Jensen-Coon: The Irony Behind the Failing Perfectionist


By Kelcy Jensen-

“Fail. I cannot fail. Failure is for people who are weak, people who can’t pull themselves up by their bootstraps. If I fail, I am nothing. If failure makes its way into my life, the people I care about most won’t love me anymore.”

These types of thoughts roll through a perfectionist’s mind regularly. They often base their worth on whether they perceive themselves to have failed based on unrealistic expectations. It is time perfectionists release themselves from this relentless fettering nuisance.

Perfectionism can be described as accepting nothing below impeccable, foolproof or matchless. This is a plague that affects many of us. We want to be the best at everything we do: be competitive in our field, look the best, have the best. Unachievable ideals kill self-efficacy and confidence. While appearing perfect on the outside, perfectionists are crumbling on the inside. Living like this day after day creates a sense of dread, anxiety and fear. Extremes are never beneficial, so let us find a way to redeem ourselves from the perfectionistic extreme.

What happens when a reasonable goal becomes unobtainable? It seems a daunting feeling of guilt and of being inadequate sweep through a person’s mind. Does the goal actually become unobtainable, or does perfectionism mask the reality of not being able to obtain an impeccable result from the start?

I think our best is completely conceivable and it is arguably our own current perfection. If we are giving our best then we have achieved our highest level of ability for the time being. Interestingly, this also means that improvement is constant. An unrealistic obsession with perfectionism prevents someone from feeling successful by making its martyr feel they should be able to accomplish something quickly and without difficulty or error. This is perfectionism’s greatest myth, as such results are usually unattainable.

A common saying, “If I can’t do it well, I won’t do it at all,” proves this kind of thought process is detrimental to achieving anything. Waltzing through every task without effort and with perfect results is the type of image a perfectionist aspires to exhibit, leaving no room for the importance of vulnerability or learning to set in. If there were no effort it would appear there was no improvement necessary. Therefore, an opportunity to grow was lost. If we allow it to, improvement can be something that is motivating and exciting. Most importantly, it is crucial for finding ways to achieve and obtain success while also feeling successful.

Ironically these goals are exactly what the perfectionist is seeking, but likely won’t experience. Improvement does require time, reflection and vulnerability. In a TED talk called, “Tales of a Recovering Perfectionist,” by Adrianne Haslet-Davis, she becomes vulnerable by talking about her own perfectionistic traits. She repeatedly states that vulnerability is important for letting go of perfectionism.
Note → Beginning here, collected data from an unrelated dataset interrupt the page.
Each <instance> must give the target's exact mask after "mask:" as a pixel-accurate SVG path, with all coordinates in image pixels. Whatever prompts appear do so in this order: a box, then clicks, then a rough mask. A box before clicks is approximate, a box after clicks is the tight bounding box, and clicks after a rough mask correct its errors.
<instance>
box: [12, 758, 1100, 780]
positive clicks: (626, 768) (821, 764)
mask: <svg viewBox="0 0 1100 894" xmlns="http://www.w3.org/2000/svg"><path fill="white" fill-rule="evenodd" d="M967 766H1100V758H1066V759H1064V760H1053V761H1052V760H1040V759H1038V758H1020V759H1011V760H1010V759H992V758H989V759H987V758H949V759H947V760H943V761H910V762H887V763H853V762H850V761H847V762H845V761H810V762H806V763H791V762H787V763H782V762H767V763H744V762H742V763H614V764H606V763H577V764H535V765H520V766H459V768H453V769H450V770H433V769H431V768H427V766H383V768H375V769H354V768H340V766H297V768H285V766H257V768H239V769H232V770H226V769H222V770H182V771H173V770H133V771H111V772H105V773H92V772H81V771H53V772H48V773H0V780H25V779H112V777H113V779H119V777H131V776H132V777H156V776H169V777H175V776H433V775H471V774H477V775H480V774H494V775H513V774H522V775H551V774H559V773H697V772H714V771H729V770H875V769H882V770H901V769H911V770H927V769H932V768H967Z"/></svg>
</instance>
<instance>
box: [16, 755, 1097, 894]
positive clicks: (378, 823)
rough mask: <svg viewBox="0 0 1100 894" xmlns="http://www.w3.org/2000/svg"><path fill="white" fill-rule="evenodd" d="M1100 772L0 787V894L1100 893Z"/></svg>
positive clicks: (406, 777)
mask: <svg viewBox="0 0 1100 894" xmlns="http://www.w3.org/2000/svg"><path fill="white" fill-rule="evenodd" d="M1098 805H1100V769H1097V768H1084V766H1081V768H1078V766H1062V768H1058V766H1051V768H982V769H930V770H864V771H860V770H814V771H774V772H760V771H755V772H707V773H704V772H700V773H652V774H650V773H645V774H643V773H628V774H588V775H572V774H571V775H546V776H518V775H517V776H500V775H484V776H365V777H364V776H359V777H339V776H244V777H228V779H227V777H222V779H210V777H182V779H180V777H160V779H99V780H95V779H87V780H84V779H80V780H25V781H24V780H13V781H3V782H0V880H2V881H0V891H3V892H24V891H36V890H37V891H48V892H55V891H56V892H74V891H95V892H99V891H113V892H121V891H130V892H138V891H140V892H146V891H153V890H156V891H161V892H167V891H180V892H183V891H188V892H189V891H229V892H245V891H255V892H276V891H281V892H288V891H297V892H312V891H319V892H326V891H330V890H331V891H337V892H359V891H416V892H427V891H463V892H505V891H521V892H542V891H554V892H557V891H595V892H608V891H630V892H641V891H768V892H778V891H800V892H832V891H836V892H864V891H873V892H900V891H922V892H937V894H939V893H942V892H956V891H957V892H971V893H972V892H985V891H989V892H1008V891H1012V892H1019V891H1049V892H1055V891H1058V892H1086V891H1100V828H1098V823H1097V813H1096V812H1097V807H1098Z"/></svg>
She no longer wanted it to control her, so she learned to control it and became a recovering perfectionist in order to find success.

Life is an adventure. Adventure is new, scary and exhilarating. It is full of surprises and opportunities. Failure will be among those things, and it makes an adventure an adventure. If life didn’t have failures it would be like riding a rollercoaster without turns, loops, inclines and declines — it would be boring and unfulfilling. Ultimately, we can either recognize our failures as opportunities to learn, or we can let the perfectionist inside dwell on them and never improve — the real failure. Let’s beat perfectionism by being vulnerable and finding a different foundation of worth.